И грубый окрик деда Ивана, вошедшего в избу:
– Чтоб я больше не слышал этого слова!!
В лесу женщины стали меньше ростом ровно на высоту ландышей. Вера, будто на собственном огороде орудуя, нарвала толстый букет. Настя – букет небольшой.
Проводив сестер до станции и возвращаясь на поселок, Ольга рассуждала: «Войну надо было выиграть, без этого никак. Но как же хорошо было в тот день, когда на новоселье в наш дом приехали все братья и сестры из своих институтов и заводов! Жаль фотографа не дождались. Может быть, он услышал о ссоре отца с дядей Петей, председателем? Не знаю. Но лучшего дня у меня в жизни не было. Все веселые, сильные, нас с Верунькой по очереди на руки брали. До сих пор тепло их тел чувствую, хотя некоторых уже в лицо не помню. А Верунька того дня не помнит. Было-то ей два с лишним годика. Как я ее довела в тот вечер да бабы Ксюши, ума не приложу. „Не пойду дальше, – твердит свое и хнычет, и повторяет при этом: – Пусть лучше меня на живца поймают, к маме хочу!“ Еле-еле дотащила ее».
* * *
– Не пойду дальше. – Вера остановилась у склона оврага. – Здесь поговорим. Ольга, ты подумай о сыне, о себе…

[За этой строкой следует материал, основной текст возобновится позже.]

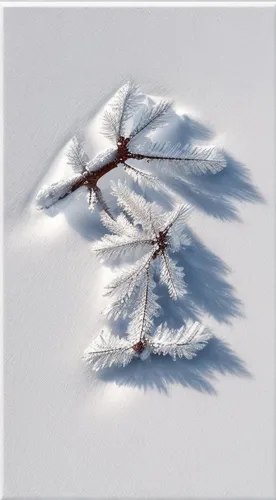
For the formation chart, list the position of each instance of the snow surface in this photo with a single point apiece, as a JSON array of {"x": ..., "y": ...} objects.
[{"x": 202, "y": 428}]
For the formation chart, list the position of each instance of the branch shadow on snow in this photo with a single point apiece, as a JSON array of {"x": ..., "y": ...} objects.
[
  {"x": 159, "y": 373},
  {"x": 215, "y": 195},
  {"x": 205, "y": 273}
]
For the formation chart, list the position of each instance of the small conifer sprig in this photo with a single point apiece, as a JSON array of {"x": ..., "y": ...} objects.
[
  {"x": 109, "y": 350},
  {"x": 128, "y": 118},
  {"x": 142, "y": 226}
]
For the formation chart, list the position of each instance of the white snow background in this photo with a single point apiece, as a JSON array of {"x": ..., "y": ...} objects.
[{"x": 158, "y": 429}]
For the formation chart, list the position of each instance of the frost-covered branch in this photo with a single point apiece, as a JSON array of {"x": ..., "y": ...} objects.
[
  {"x": 128, "y": 116},
  {"x": 108, "y": 350}
]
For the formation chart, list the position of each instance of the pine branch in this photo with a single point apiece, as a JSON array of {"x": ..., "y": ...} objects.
[
  {"x": 143, "y": 178},
  {"x": 185, "y": 160},
  {"x": 108, "y": 350},
  {"x": 125, "y": 286},
  {"x": 119, "y": 111},
  {"x": 49, "y": 195},
  {"x": 185, "y": 342},
  {"x": 114, "y": 246},
  {"x": 145, "y": 311},
  {"x": 175, "y": 160}
]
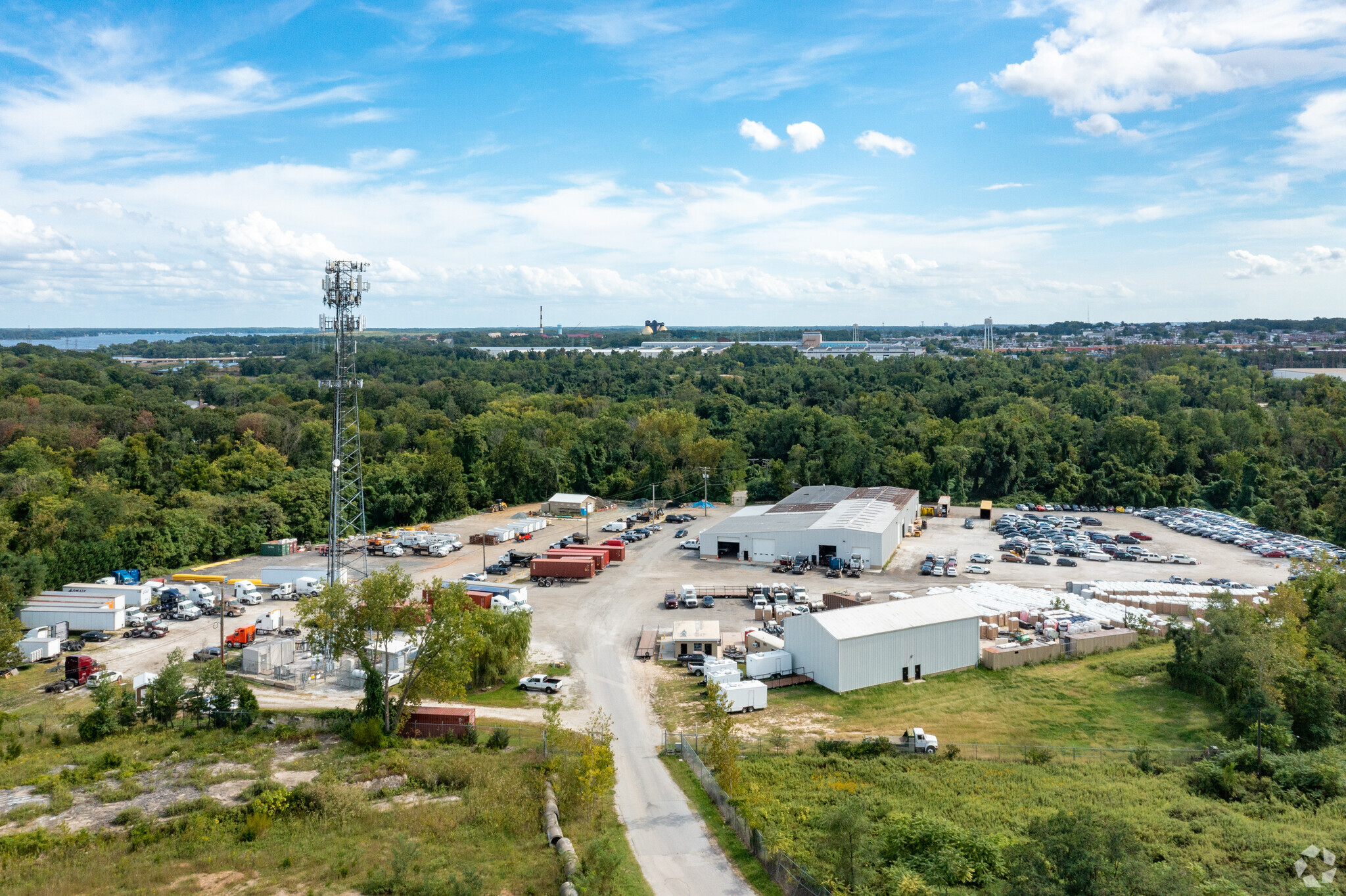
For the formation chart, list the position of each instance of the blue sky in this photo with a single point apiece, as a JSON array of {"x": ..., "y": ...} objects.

– Сын обут-одет, форму новую купила. Спасибо тебе, конечно, что он погостил у вас на море, загорелый приехал. Давайте спустимся к огороду. У меня там лопата припрятана, картошки накопаем. Настя, тебе же нравится картошка.
– Ты что дуру из себя строишь? – буркнула Вера. – Мы тебе Славку отдали три месяца назад, а ты сразу за свое!
– Я ему рубашку купила.
– Прекрати дурью маяться! – в разговор вступила Настя.
– На том пятачке он, видать, и ревел.